Kemudian HW alias RH selaku Ketua Tim Persiapan dan Implementasi Proyek Blast Furnace tahun 2011 dan General Manager Proyek PT KS dari Juli 2013 sampai dengan Agustus 2029. Terakhir adalah tersangka MR selaku Project Manager PT Krakatau Engineering periode 2013 sampai dengan 2016.
Penuntut umum tinggal menunggu penetapan sidang yang dilakukan oleh pengadilan. “Penetapan belum, kapan penetapan waktu sidangnya,” ujarnya.

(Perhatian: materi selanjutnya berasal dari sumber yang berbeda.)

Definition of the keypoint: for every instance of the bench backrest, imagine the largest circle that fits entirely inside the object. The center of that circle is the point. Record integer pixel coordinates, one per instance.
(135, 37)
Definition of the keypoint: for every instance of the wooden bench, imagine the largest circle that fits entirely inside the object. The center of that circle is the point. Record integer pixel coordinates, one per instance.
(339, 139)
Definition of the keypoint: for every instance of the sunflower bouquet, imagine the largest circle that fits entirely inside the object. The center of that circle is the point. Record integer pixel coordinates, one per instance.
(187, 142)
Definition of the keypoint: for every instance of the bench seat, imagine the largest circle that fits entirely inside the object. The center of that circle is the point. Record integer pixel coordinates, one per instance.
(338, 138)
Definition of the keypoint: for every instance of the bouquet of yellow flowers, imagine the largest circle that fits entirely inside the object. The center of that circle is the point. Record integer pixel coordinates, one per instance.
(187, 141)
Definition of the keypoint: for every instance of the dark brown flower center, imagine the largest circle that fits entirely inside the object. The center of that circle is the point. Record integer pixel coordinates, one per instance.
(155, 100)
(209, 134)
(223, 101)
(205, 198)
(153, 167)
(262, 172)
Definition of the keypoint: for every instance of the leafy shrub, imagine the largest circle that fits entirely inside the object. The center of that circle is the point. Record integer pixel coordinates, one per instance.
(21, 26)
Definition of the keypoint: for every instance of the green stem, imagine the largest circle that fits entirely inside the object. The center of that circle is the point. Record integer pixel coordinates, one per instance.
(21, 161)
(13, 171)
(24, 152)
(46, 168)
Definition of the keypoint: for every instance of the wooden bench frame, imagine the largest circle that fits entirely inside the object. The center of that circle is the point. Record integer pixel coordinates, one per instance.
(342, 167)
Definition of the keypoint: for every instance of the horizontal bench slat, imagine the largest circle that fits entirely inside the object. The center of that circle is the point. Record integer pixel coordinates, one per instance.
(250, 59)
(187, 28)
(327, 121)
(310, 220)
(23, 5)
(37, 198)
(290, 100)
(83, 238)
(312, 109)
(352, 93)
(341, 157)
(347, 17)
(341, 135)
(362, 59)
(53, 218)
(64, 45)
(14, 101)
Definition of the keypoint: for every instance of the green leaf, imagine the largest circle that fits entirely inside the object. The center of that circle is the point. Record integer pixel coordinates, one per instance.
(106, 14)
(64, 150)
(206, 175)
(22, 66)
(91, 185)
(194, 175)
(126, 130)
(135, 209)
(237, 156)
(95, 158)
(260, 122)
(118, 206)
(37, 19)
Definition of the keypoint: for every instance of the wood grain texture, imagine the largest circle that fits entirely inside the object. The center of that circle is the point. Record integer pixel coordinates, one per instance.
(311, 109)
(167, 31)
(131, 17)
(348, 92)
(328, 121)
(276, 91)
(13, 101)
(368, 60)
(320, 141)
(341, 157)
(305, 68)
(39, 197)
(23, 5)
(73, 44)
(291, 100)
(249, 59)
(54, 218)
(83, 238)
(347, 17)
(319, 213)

Pembangunan BFC adalah pabrik yang memproduksi besi cair menggunakan batu bara. Pada 2007 pembangunan ini disetujui oleh Direksi Krakatau Steel dengan pemenang kontrak MCC Ceri konsorsium dan PT Krakatau Engineering sebagai anak KS.
Kontrak awal pembangunan Pabrik BFC awalnya Rp 4,7 triliun. Namun hingga addendum ke-4 malah membengkak menjadi Rp 6,9 triliun. Diduga ada penyimpangan para proses pelaksanaan, tender, kontrak hingga pembangunan pabrik.
“Namun pengadaan tersebut dilakukan secara melawan hukum, yang seharusnya MCC CERI melaksanakan pembangunan sekaligus pembiayaannya. Namun pada kenyataannya dibiayai oleh konsorsium dalam negeri atau himbara,” kata Jaksa Agung ST Burhanudin pada Senin (18/7/2022) lalu.
“Selanjutnya hasil pekerjaan saat ini tidak dapat dimanfaatkan, ini sama sekali mangkrak, karena tidak layak serta terdapat pekerjaan yang belum diselesaikan,” kata Jaksa Agung.